I suppose everyone goes through times when it's near impossible to get anything done. Many of you on HN have reached success, or are working your asses off to get there.<p>What do you all tell yourselves that keeps you motivated? What thoughts drive you? Do you have heroes whose footsteps you're following? Maybe it's something else that pushes you, but whatever it may be, please share.
======
zkarcher
Maybe it's time to dabble in something new?

I've developed many interests over the years -- programming, game design,
interactive development, music theory, soundtracks, cooking, martial arts,
hiking, circuit bending ... I may not have mastered any of these, but my mind
feels limber. I've stopped feeling guilty about putting down a project, and
revisiting it later. That's how I get around mental blocks and ruts. It's
always nice to revisit something with a clear head; old roadblocks tend to
sort themselves out.

Also, your interests can be combined in clever ways. I just finished a new
iPhone app, which combines many of the aforementioned. (Shameless plug: Twang
is an expressive handheld guitar: <http://tinyurl.com/twangapp>).

To me, this is success -- not making scads of money (necessarily), but rather
having a job I love, and the freedom to pursue new interests.

------
pierrefar
Fundamentally what's keeping me going is that I see a big market opportunity.

But on a day-to-day basis, when I really hit a brick wall, I take a break.

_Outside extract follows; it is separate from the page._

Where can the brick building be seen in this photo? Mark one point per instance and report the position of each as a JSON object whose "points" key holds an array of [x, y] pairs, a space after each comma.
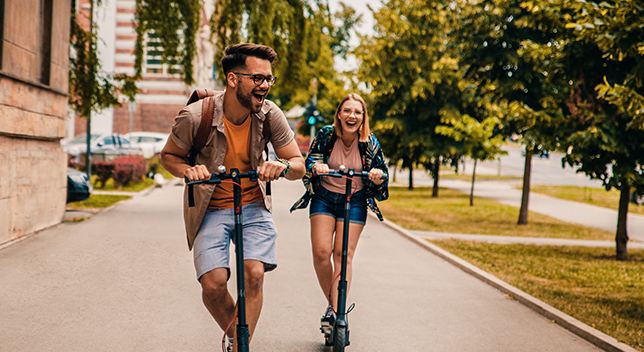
{"points": [[34, 63], [161, 91]]}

I have a "small items to-do list". It's a list of things that individually
would take a short amount of time (say 5min - 3hrs) that I'd like to do "some
day". I do one. Or two. Or 10. This clears my mind and also makes me feel
productive. Also, it's a good break so that when I do get back to the big
thing I'm chasing, I come back with a clear mind and fresh eyes so that I
figure out a way around the brick wall.

Exercise, cooking, watching TV, and other activities also help. Just do what
you feel like doing to re-group and re-energize, and then get back at it.